KG Mobility(KGM)と中国の奇瑞自動車(チェリー自動車)が7,500万ドル(約1,100億ウォン)規模の戦略的投資契約を締結したと明らかにした。環境対応車のラインアップ拡大を準備してきたKGMは、今回の協力により新車開発の費用と期間を削減すると同時に、自動運転で代表される将来車技術を確保する足場を築いた。チェリー車はKGMの輸出ネットワークを活用してグローバル販路を広げ、自社プラットフォームの安定的な需要先を確保する効果を期待している。
クァク・ジェソンKGM会長は2日、ソウル龍山区のグランドハイアットホテルで開かれた投資契約締結式で「将来の成長エンジンを確保するにはグローバル企業間の連合は必須だ」とし、「KGMの70年にわたる技術ノウハウとチェリー車の技術力を結合して持続可能なモビリティ企業になる」と明らかにした。イン・トンウェチェリー車会長も「両社の強みを結合し、相互に補完してビジョンを現実にする」と応じた。
投資はKGMが満期3年の転換社債(CB)約1,100億ウォン分を発行し、これをチェリー車が引き受ける方式である。先月28日、KGMがチェリー車のプラグインハイブリッド車(PHEV)T2Xプラットフォーム技術を導入するために金融圏から借りた金額と同額がチェリー車の投資金として入る構造だ。
この投資金を全額持分に転換すれば、チェリー車のKGM持分は約10%水準になる。ただしKGM側は「両社が協力するという意味の持分投資にすぎず、経営参加にはつながらない」と線を引いた。
KGMとしてはチェリー車の支援は歓迎せざるを得なかった。4年連続で黒字を計上したが、将来の成長エンジンに本格的に投資する余力は不足しており、法定管理(会社更生手続き)を受けた影響で金融取引の条件も容易ではないためだ。
両社は自動車を越え、ロボット・鉄鋼・半導体などで技術とネットワークをやり取りし、中長期の協力に乗り出すことにした。これに向けたタスクフォース(TF)もすでに組成済みだ。

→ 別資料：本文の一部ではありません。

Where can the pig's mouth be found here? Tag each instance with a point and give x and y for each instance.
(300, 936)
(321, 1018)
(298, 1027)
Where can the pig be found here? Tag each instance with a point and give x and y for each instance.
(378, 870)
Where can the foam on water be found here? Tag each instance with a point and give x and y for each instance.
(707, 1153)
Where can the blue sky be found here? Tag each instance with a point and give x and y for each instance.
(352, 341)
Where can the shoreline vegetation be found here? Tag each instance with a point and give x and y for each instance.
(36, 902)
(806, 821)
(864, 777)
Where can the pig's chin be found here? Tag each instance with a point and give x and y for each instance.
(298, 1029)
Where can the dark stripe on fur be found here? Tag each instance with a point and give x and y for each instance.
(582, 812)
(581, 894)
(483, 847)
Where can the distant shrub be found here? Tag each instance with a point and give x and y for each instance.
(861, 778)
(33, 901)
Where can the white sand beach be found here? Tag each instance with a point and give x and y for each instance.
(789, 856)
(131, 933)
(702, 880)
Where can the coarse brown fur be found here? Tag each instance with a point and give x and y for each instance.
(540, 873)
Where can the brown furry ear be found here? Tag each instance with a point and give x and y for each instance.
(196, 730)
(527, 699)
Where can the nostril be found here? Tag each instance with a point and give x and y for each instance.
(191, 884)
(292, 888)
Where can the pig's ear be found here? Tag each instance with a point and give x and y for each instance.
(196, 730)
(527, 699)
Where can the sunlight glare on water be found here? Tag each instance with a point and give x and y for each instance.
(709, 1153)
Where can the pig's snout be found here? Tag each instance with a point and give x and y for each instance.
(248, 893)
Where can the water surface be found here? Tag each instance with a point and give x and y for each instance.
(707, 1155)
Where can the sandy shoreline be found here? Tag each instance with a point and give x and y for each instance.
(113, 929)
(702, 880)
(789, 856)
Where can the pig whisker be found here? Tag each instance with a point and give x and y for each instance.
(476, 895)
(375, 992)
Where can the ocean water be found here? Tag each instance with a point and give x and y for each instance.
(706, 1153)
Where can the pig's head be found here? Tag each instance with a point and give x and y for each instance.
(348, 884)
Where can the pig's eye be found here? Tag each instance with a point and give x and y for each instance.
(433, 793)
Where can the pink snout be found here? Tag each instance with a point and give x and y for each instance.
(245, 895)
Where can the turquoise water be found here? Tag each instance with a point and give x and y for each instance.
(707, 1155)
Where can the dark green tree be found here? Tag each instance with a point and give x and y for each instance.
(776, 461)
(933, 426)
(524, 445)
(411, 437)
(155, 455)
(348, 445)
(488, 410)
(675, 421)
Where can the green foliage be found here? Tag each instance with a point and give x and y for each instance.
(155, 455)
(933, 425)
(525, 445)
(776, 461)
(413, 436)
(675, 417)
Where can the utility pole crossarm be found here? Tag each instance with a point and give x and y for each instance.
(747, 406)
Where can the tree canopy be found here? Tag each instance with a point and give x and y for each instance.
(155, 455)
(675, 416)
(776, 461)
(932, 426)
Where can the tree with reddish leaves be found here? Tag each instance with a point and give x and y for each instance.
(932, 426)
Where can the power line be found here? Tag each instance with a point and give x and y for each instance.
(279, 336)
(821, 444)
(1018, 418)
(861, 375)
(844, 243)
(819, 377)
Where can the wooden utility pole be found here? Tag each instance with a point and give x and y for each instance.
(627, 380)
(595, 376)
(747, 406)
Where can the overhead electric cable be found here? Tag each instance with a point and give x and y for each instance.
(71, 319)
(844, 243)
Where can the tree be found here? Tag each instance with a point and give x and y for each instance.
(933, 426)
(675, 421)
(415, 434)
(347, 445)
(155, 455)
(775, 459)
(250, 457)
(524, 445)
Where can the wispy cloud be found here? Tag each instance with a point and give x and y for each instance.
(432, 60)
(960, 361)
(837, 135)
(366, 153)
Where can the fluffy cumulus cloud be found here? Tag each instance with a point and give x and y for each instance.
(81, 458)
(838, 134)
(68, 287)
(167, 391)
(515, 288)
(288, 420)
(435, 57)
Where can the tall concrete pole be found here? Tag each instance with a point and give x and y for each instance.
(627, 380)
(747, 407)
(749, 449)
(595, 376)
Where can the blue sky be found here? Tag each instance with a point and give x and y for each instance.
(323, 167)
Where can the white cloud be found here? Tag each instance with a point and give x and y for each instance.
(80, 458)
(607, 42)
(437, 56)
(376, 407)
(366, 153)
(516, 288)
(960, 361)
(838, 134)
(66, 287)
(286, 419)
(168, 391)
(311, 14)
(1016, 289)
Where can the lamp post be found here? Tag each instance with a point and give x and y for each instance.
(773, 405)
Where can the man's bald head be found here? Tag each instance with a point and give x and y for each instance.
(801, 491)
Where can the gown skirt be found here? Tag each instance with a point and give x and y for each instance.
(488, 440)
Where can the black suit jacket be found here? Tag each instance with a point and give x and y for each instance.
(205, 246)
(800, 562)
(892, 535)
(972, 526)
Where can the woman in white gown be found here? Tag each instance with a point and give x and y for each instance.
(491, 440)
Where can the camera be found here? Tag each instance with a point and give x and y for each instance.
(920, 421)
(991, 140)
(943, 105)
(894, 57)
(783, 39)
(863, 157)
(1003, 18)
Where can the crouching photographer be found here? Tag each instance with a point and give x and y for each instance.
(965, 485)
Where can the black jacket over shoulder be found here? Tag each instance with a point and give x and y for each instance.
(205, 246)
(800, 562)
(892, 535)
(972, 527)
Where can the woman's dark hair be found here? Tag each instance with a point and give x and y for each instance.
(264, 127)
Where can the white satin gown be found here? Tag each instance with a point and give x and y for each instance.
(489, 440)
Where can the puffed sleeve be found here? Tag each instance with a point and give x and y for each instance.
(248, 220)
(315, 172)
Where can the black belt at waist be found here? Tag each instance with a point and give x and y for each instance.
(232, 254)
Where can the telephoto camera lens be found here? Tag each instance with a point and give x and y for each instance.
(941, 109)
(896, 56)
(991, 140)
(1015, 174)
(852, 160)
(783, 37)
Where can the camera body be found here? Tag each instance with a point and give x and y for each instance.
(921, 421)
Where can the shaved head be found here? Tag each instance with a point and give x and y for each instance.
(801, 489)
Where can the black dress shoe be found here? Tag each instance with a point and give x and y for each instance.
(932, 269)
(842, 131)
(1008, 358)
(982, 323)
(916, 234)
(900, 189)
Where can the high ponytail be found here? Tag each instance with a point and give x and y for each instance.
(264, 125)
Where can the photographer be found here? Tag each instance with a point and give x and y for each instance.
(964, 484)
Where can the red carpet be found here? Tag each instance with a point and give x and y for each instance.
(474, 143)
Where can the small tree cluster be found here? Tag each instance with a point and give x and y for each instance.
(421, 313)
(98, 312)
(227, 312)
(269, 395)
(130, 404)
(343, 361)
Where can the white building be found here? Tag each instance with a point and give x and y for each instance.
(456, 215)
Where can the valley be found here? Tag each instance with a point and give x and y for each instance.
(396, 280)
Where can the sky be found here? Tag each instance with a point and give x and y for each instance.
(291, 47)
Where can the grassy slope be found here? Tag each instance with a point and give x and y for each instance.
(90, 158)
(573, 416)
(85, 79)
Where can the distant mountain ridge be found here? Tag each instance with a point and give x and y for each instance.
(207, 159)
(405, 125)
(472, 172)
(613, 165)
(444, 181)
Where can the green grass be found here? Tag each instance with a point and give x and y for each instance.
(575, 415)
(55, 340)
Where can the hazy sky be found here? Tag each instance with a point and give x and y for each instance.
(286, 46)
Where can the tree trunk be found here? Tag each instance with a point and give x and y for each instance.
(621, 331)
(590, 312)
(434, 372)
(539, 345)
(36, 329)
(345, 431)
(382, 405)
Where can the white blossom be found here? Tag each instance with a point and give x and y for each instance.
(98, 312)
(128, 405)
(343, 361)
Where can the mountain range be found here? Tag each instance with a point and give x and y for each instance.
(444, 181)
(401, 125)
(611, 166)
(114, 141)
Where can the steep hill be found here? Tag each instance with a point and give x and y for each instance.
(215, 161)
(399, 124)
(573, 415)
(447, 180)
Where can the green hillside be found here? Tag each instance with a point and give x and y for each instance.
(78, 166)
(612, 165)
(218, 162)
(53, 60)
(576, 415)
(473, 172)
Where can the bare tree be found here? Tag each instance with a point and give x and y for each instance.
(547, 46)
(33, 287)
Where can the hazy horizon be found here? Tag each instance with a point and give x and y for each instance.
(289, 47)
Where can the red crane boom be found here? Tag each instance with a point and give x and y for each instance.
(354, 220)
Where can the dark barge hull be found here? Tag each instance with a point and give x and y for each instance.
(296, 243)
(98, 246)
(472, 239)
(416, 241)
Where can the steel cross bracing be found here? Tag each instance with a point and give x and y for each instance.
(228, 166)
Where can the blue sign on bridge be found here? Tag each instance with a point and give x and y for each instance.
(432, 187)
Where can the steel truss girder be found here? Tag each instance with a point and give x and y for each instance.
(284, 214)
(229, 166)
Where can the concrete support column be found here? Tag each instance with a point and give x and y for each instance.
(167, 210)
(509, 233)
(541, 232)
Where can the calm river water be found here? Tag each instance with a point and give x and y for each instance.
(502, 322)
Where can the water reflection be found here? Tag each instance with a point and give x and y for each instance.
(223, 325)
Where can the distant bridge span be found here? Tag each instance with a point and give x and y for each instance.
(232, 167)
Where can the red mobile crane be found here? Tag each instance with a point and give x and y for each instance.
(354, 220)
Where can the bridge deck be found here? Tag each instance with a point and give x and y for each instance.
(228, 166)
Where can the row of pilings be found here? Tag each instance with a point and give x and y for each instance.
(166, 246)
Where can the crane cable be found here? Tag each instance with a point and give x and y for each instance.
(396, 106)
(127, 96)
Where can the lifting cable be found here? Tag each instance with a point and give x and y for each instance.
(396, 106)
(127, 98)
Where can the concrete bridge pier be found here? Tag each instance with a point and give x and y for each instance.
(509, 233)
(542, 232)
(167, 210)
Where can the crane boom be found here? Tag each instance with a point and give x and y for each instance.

KGMは資金調達を機に新車開発に速度を上げる。現在、T2Xプラットフォームを活用し、中型スポーツユーティリティ車(SUV)レクストンの後継作「SE10(プロジェクト名)」を開発中で、来年初めにPHEVとガソリンモデルで発売する予定だ。
これにとどまらず、両社は航続距離延長型電気自動車(EREV)とCセグメント(小型)SUVなど2本目の共同開発プロジェクトも推進することにした。先進運転支援システム(ADAS)を越え、レベル3以上の自動運転車の開発でも手を組む。
KGMはすでに中国技術を融合して車両を開発した経験がある。トーレスハイブリッドを開発した当時、中国BYDのプラグインハイブリッド技術を購入して活用したのがその例だ。
チェリー車が得るものも小さくない。部品と開発費を節約する一方、KGMの輸出ネットワークを足場にグローバル市場を攻略する機会をつかんだ。ジャン・グイビンチェリー車代表は投資契約締結式後の懇談会で「一部地域では韓国と中国で関税が異なって適用される」とし、「この部分で協力すれば互いに助けになるはずで、これがKGMが持つ最も重要な価値だ」と述べた。ジャン・グイビン代表は、チェリー車の海外工場で両社が共同開発した車両を生産する案も可能だと付け加えた。
ただしKGMはチェリー車の『関税回避ルート』になるわけではないと強調した。ファン・ギヨンKGM代表は「ピョンテク工場でチェリー車の車両を生産する計画はなく、考えたこともない」ときっぱり述べた。
チェリー車は今回の協力で韓国市場進出の橋頭堡も築いた。ジャン・グイビン代表は「チェリー車の中には複数のプラットフォームがあり、これを望む顧客もいる。1つの国家に1つのブランドだけが存在すべきだとは考えない」とし、「韓国の消費者がチェリーを好んでくれるなら進出を検討する」と語った。